I've said it before and I'll say it again: Given a practical and insightful
essay on the day-to-day running of a business and a picture of a cat in a
funny pose, most people will vote for the cat _every time_. Making it harder
to find good comments will only exacerbate this, because it's easy for the
cat-lovers to find silly pictures, so to speak, while carefully reading every
comment on every post for insight takes more time than most people have to
spend on an Internet forum.

In fact, I'll go further, although tentatively: I think authorship is
_probably_ a stronger predictor of comment quality than votes are. For
example, blind contrarianism will almost always take the top spot in a thread
— at least for a while — and even mildly criticizing Apple on a thread where
lots of Apple fans happen to be will get you several downvotes. There are so
many factors besides quality and authorship that affect voting — the mere
popularity of a comment's sentiment is often enough to trump everything else.

(EDIT: Thanks, anonymous downvoter, for making my point for me!)

------
lsiebert
I can see how that can be an issue.
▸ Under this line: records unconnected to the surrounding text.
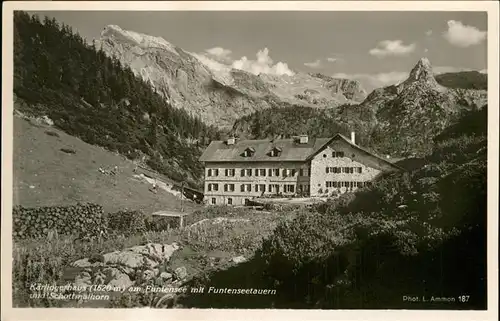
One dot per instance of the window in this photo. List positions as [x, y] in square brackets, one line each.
[212, 172]
[260, 187]
[213, 187]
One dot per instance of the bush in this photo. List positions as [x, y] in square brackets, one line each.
[81, 219]
[127, 222]
[161, 223]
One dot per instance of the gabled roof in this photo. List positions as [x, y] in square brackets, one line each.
[291, 150]
[357, 147]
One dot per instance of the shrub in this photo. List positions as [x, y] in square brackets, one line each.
[81, 219]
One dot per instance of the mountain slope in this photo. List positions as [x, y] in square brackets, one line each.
[47, 176]
[216, 92]
[95, 98]
[464, 80]
[398, 120]
[402, 119]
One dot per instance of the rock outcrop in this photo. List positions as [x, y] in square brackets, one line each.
[404, 118]
[215, 92]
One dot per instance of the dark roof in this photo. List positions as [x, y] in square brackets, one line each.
[291, 150]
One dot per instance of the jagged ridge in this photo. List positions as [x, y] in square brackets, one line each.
[206, 88]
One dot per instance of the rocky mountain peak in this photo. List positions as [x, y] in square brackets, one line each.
[422, 74]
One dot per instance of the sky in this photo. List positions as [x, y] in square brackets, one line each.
[376, 48]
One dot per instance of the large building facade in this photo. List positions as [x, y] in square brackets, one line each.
[237, 171]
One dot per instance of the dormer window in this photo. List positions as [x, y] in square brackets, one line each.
[275, 152]
[248, 152]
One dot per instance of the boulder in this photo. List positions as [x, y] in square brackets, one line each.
[83, 279]
[122, 280]
[149, 274]
[239, 259]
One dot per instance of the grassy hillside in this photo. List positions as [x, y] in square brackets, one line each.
[289, 121]
[95, 98]
[464, 80]
[44, 175]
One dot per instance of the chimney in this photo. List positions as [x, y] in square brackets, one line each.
[231, 141]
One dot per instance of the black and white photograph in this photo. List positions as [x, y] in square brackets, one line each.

For me, and this may not be true for
everyone else, I would rather who is posting not dramatically influence how
many votes they get, because I want the comments with the most votes to be the
most informative and valuable.

I don't agree that this is a good solution, because who is posting can be
important to context.

Plus I think good comments tend to head to the top, and may create
conversations... that's why you can reply to comments directly.

Basically you should:

Don't be afraid to make comments.

Vote for comments you think are good.

Explain when and why you like a comment to encourage others to vote for it.

I think you might have a more productive post if you submitted the issue,
instead of floated a particular solution.